Donnerstag, Februar 10, 2005

Es lebe die Monarchie

Als Kontrast zum Hofer und vor allem weil geografisch gut gelegen und somit Zeit sparend haben wir uns vor nicht so langer Zeit aufgemacht um beim „Greissler von Neustift“ einige Kleinigkeiten einzukaufen. Für alle denen der Begriff „Greissler“ jetzt gerade nicht so geläufig ist sei er mit „Tante Emma Laden“ umschrieben, auch wenn das die Sache nur annähernd beschreibt, denn ein Greissler ist und bleibt nun einfach einmal ein Greissler. Das Angebot ist sehr limitiert, Selbstbedienung tabu. Dafür wird man um 150 Jahr in der Geschichte zurückversetzt in die Zeit als Österreich in Europa noch etwas zu sagen hatte. Auf unser Betreten des Geschäftslokals hat sich ein umtriebiger Verkäufer aus der K&K Zeit gleich an uns gewandt, besser gesagt an meine Frau „gnäd’ge Frau sie wünschen“. Eine Dame, die selber gerade ihren Einkauf tätigte und an uns vorbei wollte bat mit „gnä’dge Frau erlauben“ um Durchlass. Auch die Preise sind kaiserlich, bedenkt man aber, dass wir dafür eine Zeitreise machen und ein Theater besuchen durften sind etwaige finanzielle Bedenken schnell wieder verflogen.
Österreichische Heimatfilme übertreiben nicht. Es war wirklich mal so. In Neustift sogar heute noch.

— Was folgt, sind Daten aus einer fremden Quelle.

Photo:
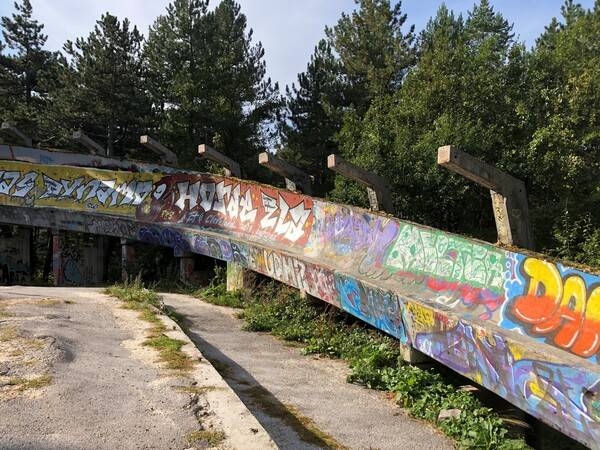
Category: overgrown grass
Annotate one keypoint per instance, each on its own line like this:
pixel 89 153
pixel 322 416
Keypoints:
pixel 25 384
pixel 217 294
pixel 137 297
pixel 375 362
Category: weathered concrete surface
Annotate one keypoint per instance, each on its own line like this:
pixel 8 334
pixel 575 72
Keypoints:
pixel 523 326
pixel 270 377
pixel 107 391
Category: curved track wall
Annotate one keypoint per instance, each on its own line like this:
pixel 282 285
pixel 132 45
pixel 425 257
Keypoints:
pixel 522 326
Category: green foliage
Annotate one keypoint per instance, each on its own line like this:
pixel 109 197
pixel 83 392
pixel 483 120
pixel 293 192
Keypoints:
pixel 28 73
pixel 373 50
pixel 103 91
pixel 217 294
pixel 207 82
pixel 313 117
pixel 135 295
pixel 375 362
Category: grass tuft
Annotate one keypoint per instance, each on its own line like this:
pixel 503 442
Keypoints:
pixel 137 297
pixel 25 384
pixel 210 438
pixel 8 333
pixel 375 362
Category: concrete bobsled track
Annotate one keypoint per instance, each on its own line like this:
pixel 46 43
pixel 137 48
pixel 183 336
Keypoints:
pixel 524 327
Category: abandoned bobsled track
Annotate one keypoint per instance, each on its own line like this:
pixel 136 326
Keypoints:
pixel 523 326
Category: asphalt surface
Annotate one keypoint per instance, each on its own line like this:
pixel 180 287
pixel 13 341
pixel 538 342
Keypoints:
pixel 285 390
pixel 106 390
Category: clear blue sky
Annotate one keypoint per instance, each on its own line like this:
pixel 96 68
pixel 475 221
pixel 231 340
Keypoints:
pixel 288 29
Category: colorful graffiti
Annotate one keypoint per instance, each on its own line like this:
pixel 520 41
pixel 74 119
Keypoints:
pixel 563 395
pixel 379 308
pixel 563 306
pixel 201 201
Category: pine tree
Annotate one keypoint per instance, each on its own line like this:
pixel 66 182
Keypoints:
pixel 563 155
pixel 374 50
pixel 313 116
pixel 208 81
pixel 27 72
pixel 103 91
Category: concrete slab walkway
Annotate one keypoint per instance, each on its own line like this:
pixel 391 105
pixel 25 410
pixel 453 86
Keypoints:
pixel 286 390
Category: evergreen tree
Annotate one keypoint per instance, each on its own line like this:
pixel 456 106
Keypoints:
pixel 103 91
pixel 313 116
pixel 216 92
pixel 27 72
pixel 463 91
pixel 563 155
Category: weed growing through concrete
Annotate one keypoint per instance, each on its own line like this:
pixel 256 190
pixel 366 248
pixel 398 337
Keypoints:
pixel 217 294
pixel 24 384
pixel 135 296
pixel 209 438
pixel 375 362
pixel 8 333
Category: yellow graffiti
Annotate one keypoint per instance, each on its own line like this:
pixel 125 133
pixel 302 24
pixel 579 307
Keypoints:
pixel 566 308
pixel 420 315
pixel 83 189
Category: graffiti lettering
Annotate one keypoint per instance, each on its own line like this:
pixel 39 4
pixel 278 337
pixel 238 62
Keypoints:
pixel 132 193
pixel 15 185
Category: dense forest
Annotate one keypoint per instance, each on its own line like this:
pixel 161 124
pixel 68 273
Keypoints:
pixel 374 91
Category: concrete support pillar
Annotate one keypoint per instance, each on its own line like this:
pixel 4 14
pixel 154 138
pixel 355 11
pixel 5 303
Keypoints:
pixel 101 263
pixel 57 268
pixel 238 277
pixel 186 265
pixel 127 259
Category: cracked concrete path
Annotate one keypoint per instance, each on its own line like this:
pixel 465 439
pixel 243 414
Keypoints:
pixel 102 388
pixel 286 390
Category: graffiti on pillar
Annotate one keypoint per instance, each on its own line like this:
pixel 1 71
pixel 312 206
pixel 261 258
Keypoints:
pixel 71 266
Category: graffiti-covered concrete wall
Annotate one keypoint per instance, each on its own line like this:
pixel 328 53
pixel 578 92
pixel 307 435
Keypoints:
pixel 15 251
pixel 525 327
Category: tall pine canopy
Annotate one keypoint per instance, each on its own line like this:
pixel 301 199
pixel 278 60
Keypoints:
pixel 207 82
pixel 103 91
pixel 27 70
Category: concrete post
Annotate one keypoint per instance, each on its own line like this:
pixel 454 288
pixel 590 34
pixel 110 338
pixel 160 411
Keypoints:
pixel 186 265
pixel 509 196
pixel 57 268
pixel 101 260
pixel 238 277
pixel 295 179
pixel 380 197
pixel 127 258
pixel 11 128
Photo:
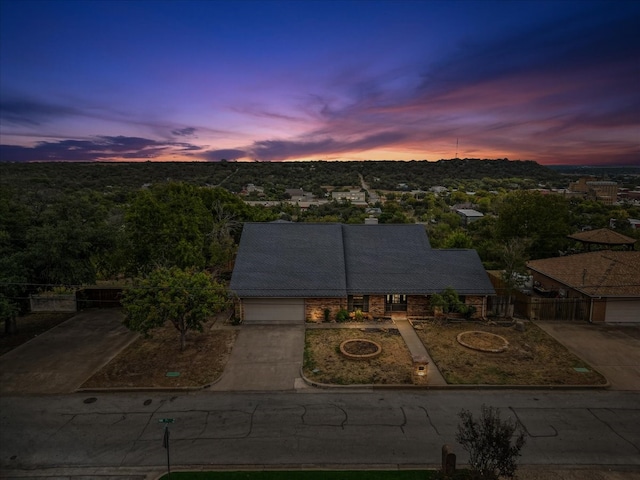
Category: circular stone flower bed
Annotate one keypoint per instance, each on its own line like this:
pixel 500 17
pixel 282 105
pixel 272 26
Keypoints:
pixel 483 341
pixel 360 348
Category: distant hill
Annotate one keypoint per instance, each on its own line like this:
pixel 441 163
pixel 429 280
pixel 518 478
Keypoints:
pixel 385 175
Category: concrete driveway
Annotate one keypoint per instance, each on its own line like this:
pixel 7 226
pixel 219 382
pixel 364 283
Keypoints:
pixel 265 358
pixel 613 350
pixel 62 359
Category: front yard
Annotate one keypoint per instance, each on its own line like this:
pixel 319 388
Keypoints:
pixel 532 357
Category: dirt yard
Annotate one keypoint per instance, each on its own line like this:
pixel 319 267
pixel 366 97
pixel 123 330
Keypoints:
pixel 531 358
pixel 323 362
pixel 158 361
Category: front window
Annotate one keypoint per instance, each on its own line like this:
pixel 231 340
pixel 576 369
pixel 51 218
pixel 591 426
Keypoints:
pixel 358 302
pixel 395 303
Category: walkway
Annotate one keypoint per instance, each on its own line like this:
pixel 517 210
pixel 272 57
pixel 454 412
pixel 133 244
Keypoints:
pixel 410 337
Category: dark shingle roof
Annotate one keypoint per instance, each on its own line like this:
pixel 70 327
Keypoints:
pixel 290 260
pixel 333 260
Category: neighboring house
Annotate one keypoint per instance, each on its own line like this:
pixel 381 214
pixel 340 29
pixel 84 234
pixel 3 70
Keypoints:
pixel 469 215
pixel 293 272
pixel 603 238
pixel 608 281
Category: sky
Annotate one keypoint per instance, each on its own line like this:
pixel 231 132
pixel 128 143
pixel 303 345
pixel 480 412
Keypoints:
pixel 557 82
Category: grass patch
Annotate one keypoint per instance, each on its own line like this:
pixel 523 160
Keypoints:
pixel 319 475
pixel 323 362
pixel 532 358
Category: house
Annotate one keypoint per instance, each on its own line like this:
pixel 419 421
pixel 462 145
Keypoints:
pixel 608 282
pixel 603 238
pixel 294 272
pixel 468 215
pixel 603 191
pixel 354 196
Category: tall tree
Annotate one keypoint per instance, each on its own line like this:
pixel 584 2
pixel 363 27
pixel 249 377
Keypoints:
pixel 543 219
pixel 183 297
pixel 166 226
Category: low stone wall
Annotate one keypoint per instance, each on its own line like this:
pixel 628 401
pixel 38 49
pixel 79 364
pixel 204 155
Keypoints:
pixel 53 303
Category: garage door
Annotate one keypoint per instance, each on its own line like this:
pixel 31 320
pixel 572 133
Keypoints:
pixel 623 311
pixel 273 310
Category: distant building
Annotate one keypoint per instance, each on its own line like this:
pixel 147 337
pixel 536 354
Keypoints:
pixel 469 215
pixel 600 190
pixel 354 196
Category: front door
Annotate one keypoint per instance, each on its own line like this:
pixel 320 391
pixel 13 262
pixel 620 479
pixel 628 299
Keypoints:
pixel 395 303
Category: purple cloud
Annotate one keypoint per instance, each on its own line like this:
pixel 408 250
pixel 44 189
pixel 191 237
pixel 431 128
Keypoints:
pixel 100 148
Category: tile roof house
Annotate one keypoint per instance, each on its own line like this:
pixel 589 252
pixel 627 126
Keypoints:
pixel 608 280
pixel 292 272
pixel 603 237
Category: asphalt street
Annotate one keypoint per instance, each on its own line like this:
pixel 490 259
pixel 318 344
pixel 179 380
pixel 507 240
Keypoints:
pixel 373 428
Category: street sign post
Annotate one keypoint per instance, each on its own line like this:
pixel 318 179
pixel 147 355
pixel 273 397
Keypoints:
pixel 165 441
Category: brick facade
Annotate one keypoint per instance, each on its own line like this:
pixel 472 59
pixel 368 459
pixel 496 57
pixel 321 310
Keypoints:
pixel 417 306
pixel 314 308
pixel 376 306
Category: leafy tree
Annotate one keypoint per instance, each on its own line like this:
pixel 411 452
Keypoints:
pixel 544 219
pixel 183 297
pixel 167 226
pixel 458 239
pixel 514 257
pixel 490 441
pixel 65 238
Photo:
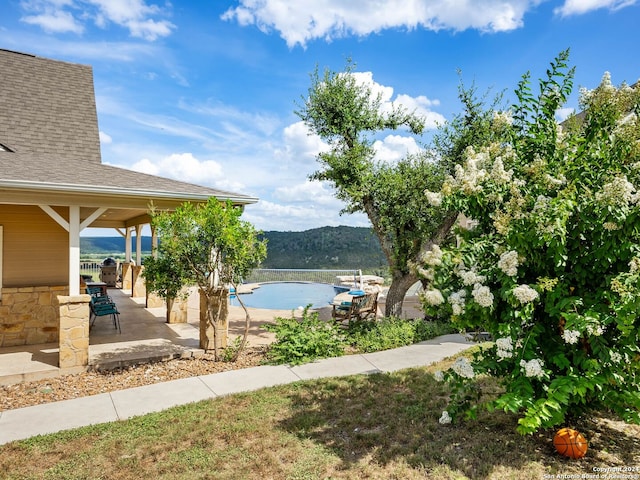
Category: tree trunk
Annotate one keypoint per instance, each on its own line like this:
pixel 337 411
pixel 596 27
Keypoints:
pixel 170 301
pixel 214 325
pixel 400 284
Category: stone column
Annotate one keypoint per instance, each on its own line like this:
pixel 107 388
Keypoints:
pixel 126 276
pixel 138 289
pixel 74 332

Mittwoch, Februar 09, 2005

ÖBB EC 160

Nachdem ich nun seit mehr als zehn Jahren zwischen den beiden Ländern reise sollte ich es eigentlich langsam wissen. Obwohl wissen alleine da nicht mehr hilft. Da geht es viel mehr um verstehen, nein es geht um akzeptieren. Doch mit der Akzeptanz kommt die Resignation und vor der sträube ich mich - bislang erfolgreich. Vielleicht ist es Zufall, dass die Züge von Österreich in die Schweiz immer dann Verspätung haben, wenn ich in einem derselbigen drinnen sitze. Ich spreche nicht von fünf Minuten - auch wenn ich natürlich noch gut weiss, dass man in der Schweiz schon bei zwei Minuten von Verspätung spricht - dafür bin ich schon zu lange nicht mehr in der Schweiz wohnhaft, zu nahe am ehemaligen eisernen Vorhang dran. Es geht mir hier viel mehr um Stunden. Ja genau Stunden. Gut, am Montag waren es nur 50 Minuten, die der Zug zu spät in Zürich ankam - obwohl ich fast befürchten muss, dass das genau so geplant war. Seit dem 12. Dezember des vergangenen Jahres gibt es nämlich Kohle, wenn der Zug zu spät ankommt, nicht viel - 20% vom Ticketpreis, und das auch nur, wenn das Ticket teuer als 50€ war. Nun aber der Clou, diese Regelung gilt nur, wenn der Zug mindestens 60 Minuten Verspätung hat. Meiner hatte leider nur 50 Minuten. Riecht das nicht stark nach Schiebung? Ich werde mich noch heute beschweren! In Zukunft erwarte ich wieder mindestens eine Stunde Verspätung.